The sequence code is able to be converted into a computer model which is a n-ary tree.

The rules may sort the branched children of a structure, in order of priority, by: increasing linkage, that is from lowest to highest; then, length, that is longest to shortest; then, alphabetically, that is from 'a' to 'z¹; and then, number of children, that is highest number first.

This ordering will ensure that structures with unknowns are represented uniquely, and that the resultant sequence will have branches ordered so that if there are two branches which are identical, except for an extra element or branch (either on the end or along the branch), the larger branch will always be on the left in the sequence generated.

The paths through a structure are defined as leading from the leaves of the structure to the root.

Such a database may be used to represent carbohydrate molecules, more particularly sugars, and in particular, although not exclusively, glycan structures.

In a second aspect, the invention is a process for constructing such a database, the method comprising the following steps:

Selecting a set of possible structures which may contain desired substructures.
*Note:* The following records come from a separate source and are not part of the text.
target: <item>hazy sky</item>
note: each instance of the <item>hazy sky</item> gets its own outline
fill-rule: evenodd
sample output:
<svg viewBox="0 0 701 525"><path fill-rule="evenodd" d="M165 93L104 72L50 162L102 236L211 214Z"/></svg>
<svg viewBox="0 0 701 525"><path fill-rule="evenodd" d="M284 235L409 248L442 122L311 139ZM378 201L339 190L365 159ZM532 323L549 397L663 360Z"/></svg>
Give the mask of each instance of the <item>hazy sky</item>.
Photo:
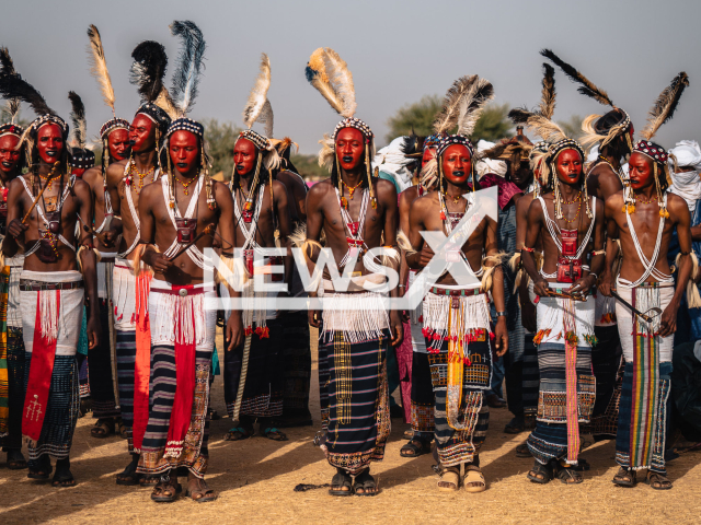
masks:
<svg viewBox="0 0 701 525"><path fill-rule="evenodd" d="M177 42L173 20L192 20L208 44L205 77L192 117L215 117L241 126L241 110L268 54L275 137L291 137L301 152L338 120L304 78L311 52L334 48L354 75L357 116L383 141L387 119L426 94L444 94L460 75L491 80L497 103L537 104L543 47L608 91L642 129L646 112L679 72L690 78L677 115L658 140L701 137L701 2L698 0L588 1L23 1L8 2L0 18L0 45L18 71L49 106L68 117L68 91L85 102L89 132L96 136L111 113L89 73L88 25L102 34L117 115L130 119L138 105L128 82L130 54L141 40L165 45L170 75ZM556 119L601 113L558 71ZM24 109L24 117L31 117Z"/></svg>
Representing each possible structure as a series of paths leading from the distal end of each branch back to root of the structure.

Representing all the paths of each structure using a sequence code generated by rules which guarantee there is a single unique representation for any structure. In a third aspect, the invention is a process for searching such a database to find all the structures that contain a given substructure within them, the method comprising the following steps:

Parsing a query substructure into linear query paths, each of which extends from the distal end of a branch to the root of its structure.

Inserting the query paths into the database.

Identifying a list of candidate structures in the database which contain the same linear paths as the query paths.

The identifying step may be done by first identifying a first set of candidates that contain a linear path the same as a first query path, then identifying a second set of candidates, from the first set, that also contain a linear path the same as a second query path, and so on until a list is identified of candidate structures containing all the query paths.

Then, validating the list of candidate structures, by testing each candidate structure using a tree searching algorithm to determine whether it has the same topology within it as the query structure, to produce a validated list of candidate structures which contain the same linear paths as the query structure arranged with the same topology. The validated list will typically have one or more entries indicating a match for the query structure has been found within one or more of the structures in the database, or no entries indicating there is no match in the database.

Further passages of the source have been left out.